LETHANG AND TING TING SCRAPPED, TASHIDING "UNDER EXAMINATION"
GANGTOK, 01 Feb: The state government has finally taken its decision on the three hydro projects under scrutiny in West District. Two projects, namely, the 96 MW Lethang and the 99 MW Ting Ting projects have been scrapped by the government. As for the third project, the 97 MW Tashiding hydro project is ‘under examination’. This is the decision of the state government a month after the high powered committee under the Chief Secretary was constituted to examine issues related to the implementation of the 3 projects and make recommendations to the state government. The decision to scrap the 2 projects and further examine the status of the Tashiding project was taken at the state cabinet meeting held on 25 January.
The decision on Ting Ting and Lethang projects were not so hard to take as there have hardly been much investments or construction activity related to these projects. In fact, as regards the Lethang project, it had not even been accorded approval by the National Wildlife Board. The National Wildlife Board had rejected the project proposal for the Lethang HEP in November, 2010. As regards Ting Ting, the project was in the initial phases of land acquisition.
As for the 97 MW Tashiding project in Tashiding – Yuksom constituency and being developed by Shiga Energy Limited the state government will ‘further examine’ the project. In fact it is informed the power developer has spent more than Rs.100 crore already and the project is in an advanced stage with tunnels and adits being constructed including the colony for the officer’s quarters. The land acquisition has also been completed and the site of the power houseidentified and approach roads under construction. With the power developer having invested such a huge amount there will be complications if it’s taken off the grid and legal repercussions cannot be ruled out. Only recently the affected people living in the project area had formed coordination committees to supervise the implementation of various works which the project would entail in their area.
The decision of the state cabinet is obviously based on the report of the high powered committee which had submitted its report to the government last year itself. The opinion of the committee on the projects was that it should be scrapped; this opinion had then been forwarded to the Law Department. The cabinet meeting of 25 January was the first cabinet this year during which the report of the committee was put up and discussed and finally, decided upon.

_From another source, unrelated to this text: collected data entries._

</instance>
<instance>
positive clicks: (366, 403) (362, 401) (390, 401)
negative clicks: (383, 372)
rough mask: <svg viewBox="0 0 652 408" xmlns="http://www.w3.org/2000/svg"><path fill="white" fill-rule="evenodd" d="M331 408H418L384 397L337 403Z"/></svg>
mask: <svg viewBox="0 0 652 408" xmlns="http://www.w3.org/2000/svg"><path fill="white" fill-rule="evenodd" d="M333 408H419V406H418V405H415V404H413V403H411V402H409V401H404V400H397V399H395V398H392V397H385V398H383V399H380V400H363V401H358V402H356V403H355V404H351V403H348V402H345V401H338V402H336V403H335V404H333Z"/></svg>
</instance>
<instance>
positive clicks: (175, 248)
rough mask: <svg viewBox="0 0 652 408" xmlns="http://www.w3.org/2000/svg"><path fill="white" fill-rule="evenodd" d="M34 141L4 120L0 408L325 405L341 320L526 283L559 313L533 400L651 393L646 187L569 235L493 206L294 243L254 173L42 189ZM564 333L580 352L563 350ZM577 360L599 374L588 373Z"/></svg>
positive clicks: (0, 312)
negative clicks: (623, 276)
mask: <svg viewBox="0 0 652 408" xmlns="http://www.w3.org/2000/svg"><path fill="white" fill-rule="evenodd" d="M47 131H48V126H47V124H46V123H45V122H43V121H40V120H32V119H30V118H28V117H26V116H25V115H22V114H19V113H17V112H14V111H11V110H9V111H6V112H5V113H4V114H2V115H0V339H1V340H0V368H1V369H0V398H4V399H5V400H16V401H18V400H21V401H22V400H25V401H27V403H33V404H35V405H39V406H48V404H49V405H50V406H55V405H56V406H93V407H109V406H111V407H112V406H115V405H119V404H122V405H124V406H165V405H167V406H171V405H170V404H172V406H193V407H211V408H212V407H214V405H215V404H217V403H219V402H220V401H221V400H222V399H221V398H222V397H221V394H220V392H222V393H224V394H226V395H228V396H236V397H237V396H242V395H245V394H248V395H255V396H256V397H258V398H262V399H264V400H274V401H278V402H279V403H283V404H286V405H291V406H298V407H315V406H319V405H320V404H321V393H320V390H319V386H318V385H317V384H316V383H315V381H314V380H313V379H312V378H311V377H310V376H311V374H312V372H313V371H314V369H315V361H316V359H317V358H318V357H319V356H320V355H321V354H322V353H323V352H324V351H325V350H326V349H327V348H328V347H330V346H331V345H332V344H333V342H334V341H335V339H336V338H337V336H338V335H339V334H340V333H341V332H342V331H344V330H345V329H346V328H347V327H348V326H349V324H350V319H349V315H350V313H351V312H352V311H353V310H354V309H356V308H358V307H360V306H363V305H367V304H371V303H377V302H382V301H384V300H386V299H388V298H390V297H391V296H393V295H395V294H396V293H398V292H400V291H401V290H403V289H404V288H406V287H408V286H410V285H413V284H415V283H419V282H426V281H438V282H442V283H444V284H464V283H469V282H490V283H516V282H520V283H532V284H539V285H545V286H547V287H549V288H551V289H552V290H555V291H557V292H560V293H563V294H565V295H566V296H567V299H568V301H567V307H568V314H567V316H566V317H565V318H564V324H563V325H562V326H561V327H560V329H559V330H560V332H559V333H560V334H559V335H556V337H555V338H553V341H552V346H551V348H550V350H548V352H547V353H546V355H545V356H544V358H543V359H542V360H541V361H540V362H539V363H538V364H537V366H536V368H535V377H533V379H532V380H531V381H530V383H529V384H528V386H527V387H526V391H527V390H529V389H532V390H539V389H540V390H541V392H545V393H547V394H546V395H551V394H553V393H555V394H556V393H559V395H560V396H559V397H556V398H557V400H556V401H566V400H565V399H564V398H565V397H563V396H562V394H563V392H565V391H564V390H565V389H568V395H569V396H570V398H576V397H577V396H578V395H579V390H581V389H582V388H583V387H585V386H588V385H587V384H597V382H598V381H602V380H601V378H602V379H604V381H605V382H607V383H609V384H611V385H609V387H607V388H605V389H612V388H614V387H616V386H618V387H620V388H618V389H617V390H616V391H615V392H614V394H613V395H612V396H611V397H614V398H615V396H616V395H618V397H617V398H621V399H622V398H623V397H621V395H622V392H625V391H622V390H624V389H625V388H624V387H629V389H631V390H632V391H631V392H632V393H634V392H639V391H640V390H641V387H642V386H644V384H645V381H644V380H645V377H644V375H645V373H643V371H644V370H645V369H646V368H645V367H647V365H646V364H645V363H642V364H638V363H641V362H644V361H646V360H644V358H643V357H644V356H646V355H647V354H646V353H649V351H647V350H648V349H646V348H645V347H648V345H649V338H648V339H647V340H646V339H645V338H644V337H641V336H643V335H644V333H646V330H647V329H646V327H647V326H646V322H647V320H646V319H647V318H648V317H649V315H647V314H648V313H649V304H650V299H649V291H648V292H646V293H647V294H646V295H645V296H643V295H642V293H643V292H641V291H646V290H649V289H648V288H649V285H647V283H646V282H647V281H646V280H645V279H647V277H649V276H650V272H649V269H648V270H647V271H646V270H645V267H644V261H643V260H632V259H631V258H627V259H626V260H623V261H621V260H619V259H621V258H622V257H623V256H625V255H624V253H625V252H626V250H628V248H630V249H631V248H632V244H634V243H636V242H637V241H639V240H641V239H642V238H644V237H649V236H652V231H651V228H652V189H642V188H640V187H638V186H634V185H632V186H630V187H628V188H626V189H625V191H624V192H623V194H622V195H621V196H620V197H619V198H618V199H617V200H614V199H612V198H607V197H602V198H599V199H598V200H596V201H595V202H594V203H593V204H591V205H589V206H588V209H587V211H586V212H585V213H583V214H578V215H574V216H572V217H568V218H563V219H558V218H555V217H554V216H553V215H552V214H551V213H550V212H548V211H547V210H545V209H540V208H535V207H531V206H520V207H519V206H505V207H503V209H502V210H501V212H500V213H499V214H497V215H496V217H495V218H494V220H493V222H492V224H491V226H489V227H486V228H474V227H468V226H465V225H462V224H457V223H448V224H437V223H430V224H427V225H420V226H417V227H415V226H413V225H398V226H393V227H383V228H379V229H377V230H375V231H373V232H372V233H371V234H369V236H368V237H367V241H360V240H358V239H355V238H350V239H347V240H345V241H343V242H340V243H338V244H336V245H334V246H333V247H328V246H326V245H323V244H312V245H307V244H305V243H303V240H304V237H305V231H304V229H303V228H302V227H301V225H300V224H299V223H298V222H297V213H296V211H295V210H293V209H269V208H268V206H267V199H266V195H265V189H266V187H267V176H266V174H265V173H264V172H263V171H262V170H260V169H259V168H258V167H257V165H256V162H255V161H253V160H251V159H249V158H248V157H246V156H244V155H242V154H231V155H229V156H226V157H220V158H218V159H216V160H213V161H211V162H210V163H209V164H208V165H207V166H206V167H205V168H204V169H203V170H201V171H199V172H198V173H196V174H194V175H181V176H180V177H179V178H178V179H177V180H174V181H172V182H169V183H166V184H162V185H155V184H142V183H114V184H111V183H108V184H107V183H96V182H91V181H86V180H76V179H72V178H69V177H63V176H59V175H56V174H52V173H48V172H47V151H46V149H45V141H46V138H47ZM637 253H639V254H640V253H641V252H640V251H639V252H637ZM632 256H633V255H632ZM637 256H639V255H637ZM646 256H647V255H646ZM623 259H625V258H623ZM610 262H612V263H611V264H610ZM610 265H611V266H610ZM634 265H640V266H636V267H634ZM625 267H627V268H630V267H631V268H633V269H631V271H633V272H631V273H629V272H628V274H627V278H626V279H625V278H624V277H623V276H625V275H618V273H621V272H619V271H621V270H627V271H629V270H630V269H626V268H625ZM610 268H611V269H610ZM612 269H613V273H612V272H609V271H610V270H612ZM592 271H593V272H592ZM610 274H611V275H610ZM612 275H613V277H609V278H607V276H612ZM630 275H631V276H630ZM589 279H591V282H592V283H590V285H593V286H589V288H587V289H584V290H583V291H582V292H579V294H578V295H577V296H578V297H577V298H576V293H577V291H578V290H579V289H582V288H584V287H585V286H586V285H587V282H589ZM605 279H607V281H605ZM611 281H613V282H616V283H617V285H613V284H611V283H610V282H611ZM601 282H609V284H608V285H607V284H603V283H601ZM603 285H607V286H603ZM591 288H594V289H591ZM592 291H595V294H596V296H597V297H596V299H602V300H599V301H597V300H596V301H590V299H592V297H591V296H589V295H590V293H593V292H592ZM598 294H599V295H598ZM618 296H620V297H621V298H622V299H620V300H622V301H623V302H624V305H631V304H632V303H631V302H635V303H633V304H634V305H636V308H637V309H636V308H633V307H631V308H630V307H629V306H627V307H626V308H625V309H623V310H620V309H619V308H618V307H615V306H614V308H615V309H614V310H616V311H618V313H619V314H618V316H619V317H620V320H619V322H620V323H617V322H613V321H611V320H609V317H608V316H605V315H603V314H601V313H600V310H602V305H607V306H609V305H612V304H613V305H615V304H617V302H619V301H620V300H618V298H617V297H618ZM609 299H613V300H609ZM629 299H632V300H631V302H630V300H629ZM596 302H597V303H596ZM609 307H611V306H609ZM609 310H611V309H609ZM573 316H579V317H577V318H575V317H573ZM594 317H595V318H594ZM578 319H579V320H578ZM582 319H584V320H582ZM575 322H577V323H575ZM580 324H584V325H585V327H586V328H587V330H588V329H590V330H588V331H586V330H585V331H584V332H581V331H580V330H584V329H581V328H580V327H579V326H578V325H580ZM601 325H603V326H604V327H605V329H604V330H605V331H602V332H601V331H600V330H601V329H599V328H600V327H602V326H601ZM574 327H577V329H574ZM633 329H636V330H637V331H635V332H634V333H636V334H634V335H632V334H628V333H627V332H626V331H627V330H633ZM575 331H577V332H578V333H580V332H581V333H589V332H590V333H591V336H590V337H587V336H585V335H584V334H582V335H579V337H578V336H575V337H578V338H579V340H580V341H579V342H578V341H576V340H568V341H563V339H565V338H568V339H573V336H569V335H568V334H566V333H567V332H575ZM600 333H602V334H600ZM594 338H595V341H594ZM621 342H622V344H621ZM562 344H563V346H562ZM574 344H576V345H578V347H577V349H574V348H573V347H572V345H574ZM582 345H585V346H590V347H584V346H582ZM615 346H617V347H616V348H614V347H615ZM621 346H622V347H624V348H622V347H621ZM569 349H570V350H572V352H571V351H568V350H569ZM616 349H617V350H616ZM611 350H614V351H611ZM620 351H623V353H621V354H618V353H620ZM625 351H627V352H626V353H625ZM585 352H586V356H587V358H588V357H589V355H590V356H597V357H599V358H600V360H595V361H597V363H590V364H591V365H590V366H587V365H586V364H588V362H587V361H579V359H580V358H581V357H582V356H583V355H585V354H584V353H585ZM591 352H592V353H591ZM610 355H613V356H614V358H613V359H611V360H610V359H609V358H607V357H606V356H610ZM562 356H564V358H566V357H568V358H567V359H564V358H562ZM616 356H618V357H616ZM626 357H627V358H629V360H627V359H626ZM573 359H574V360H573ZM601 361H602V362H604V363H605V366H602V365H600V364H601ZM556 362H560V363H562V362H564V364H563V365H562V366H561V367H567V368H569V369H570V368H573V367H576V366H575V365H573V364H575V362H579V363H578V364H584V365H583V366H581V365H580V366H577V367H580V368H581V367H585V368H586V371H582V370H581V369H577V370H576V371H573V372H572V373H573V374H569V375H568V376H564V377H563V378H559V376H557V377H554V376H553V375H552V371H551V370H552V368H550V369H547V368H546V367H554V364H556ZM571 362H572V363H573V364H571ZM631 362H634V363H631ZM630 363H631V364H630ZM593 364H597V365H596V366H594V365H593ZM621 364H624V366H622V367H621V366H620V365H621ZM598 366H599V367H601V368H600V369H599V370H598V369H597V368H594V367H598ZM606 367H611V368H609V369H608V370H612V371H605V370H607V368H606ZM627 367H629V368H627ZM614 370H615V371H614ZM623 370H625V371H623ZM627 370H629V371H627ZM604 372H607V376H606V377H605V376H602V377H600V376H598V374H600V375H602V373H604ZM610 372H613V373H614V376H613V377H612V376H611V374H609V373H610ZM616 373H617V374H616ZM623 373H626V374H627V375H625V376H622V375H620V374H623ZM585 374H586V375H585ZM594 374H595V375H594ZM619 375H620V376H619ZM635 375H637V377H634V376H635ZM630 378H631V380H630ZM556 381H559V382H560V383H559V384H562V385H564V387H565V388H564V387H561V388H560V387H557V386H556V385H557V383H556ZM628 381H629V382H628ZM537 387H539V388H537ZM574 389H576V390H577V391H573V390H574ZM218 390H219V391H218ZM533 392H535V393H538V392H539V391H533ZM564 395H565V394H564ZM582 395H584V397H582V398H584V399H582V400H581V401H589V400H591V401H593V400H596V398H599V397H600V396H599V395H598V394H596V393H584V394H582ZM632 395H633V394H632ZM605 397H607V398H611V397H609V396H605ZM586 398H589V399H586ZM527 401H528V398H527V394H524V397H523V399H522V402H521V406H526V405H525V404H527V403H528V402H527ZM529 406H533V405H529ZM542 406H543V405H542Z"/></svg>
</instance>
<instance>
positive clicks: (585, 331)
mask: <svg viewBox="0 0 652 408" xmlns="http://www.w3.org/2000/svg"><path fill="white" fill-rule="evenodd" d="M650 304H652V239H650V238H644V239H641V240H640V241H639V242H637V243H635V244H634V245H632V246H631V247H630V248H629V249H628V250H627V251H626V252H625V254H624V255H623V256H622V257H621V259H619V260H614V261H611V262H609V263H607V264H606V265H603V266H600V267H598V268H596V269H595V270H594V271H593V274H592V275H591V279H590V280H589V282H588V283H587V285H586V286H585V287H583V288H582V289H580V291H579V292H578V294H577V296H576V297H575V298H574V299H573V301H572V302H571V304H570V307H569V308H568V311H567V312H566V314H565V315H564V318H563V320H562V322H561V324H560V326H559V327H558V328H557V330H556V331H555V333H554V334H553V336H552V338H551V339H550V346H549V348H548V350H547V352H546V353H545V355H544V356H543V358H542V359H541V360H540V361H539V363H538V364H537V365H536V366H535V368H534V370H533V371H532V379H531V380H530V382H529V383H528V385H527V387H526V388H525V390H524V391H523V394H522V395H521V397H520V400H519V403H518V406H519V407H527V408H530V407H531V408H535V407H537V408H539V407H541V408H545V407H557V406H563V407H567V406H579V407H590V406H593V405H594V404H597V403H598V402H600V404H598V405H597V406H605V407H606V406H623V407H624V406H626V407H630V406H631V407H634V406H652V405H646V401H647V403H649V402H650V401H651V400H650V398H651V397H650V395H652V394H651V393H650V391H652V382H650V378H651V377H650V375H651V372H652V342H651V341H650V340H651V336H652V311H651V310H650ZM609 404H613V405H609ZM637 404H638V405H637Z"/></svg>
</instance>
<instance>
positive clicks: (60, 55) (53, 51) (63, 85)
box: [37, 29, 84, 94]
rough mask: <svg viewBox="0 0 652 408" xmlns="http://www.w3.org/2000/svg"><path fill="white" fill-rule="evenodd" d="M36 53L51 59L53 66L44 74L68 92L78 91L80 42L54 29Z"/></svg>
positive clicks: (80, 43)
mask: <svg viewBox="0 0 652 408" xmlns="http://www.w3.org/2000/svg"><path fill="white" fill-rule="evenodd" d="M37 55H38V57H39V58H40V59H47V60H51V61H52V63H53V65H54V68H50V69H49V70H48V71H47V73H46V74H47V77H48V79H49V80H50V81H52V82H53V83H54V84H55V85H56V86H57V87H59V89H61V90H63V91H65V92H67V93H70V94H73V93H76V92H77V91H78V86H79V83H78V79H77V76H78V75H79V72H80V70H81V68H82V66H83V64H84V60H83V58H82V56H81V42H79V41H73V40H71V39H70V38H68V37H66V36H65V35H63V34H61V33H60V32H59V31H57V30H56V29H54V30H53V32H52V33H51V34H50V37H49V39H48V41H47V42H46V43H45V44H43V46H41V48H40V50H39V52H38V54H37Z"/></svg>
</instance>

Several organizations including Buddhist organizations had made several representations to the state government raising concerns about erosion and disturbance of certain religious and cultural symbols attached with the Rathong Chu river on which all the three named projects were to be developed. The Minority Commission had also taken up cudgels on behalf of the protesting associations and organizations on similar grounds and had even written to the Prime Minister.